CALL db.index.vector.queryNodes('chunk_embeddings', 10, $queryVector) YIELD node AS chunk
MATCH (author:Person)-[:WORKS_IN]->(:Department {name: 'Research'})
MATCH (author)-[:AUTHORED]->(:Document)-[:HAS_CHUNK]->(chunk)
RETURN chunk.text, author.name
This elegant query is extremely difficult and slow to perform with two separate databases.
  1. Context is as Important as Similarity: You want to enrich your vector search results with the surrounding graph context.

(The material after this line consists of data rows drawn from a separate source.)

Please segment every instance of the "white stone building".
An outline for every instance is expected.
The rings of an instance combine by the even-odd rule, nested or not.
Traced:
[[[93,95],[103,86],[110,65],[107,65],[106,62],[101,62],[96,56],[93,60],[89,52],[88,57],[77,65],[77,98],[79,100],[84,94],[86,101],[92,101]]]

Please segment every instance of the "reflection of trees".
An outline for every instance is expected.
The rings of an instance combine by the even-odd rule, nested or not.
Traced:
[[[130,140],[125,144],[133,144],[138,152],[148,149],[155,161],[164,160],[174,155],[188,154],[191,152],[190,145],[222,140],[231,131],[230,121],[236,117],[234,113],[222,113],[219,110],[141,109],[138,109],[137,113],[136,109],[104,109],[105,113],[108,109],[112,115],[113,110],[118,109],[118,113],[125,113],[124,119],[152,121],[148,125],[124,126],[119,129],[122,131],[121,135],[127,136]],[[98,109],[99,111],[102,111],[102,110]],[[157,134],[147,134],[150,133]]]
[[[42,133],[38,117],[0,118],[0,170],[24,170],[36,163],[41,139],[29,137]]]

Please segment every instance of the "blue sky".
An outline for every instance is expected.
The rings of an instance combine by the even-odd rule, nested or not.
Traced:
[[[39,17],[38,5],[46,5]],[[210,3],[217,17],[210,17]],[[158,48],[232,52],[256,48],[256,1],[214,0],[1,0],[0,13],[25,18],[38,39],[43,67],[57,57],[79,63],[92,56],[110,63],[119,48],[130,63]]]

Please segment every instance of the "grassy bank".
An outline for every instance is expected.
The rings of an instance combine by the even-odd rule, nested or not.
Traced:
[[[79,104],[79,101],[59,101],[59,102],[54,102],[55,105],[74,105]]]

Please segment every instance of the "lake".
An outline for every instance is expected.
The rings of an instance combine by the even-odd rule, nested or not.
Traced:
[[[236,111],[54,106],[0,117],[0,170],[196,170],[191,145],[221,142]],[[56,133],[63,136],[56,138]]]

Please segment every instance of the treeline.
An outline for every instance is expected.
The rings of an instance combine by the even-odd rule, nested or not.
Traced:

The result of your search isn’t just a list of texts; it’s a set of nodes within a rich graph that you can explore further.
  2. You Want Operational Simplicity: You prefer to manage, back up, and secure one database instead of two (e.g., Neo4j + Pinecone/Weaviate). This reduces architectural complexity and total cost of ownership.
Consider a DEDICATED Vector Database WHEN…
  1. Your Sole Use Case is Vector Search at Extreme Scale: If you need to store billions of vectors and your only query pattern is k-Nearest Neighbor (k-NN) search with some simple metadata filtering, a specialized database like Pinecone, Weaviate, or Milvus might offer performance advantages.
  2. You Have No Need for Graph Relationships: If the entities and relationships from docling are not important to you and you will never query them, then Neo4j is overkill. You’d be using a powerful graph database as a simple key-value store.

Recommendation for Your Project

For your application, using Neo4j for both the knowledge graph and vector storage is a highly compelling and recommended approach. Your primary goal is to manage and understand documents. This inherently involves both semantic similarity (vectors) and explicit connections between entities (graph). By combining them in Neo4j, you simplify your architecture and unlock uniquely powerful hybrid query capabilities that would be impossible otherwise. Your Laravel worker would simply connect to Neo4j to write both the graph structure and the vector properties in one go.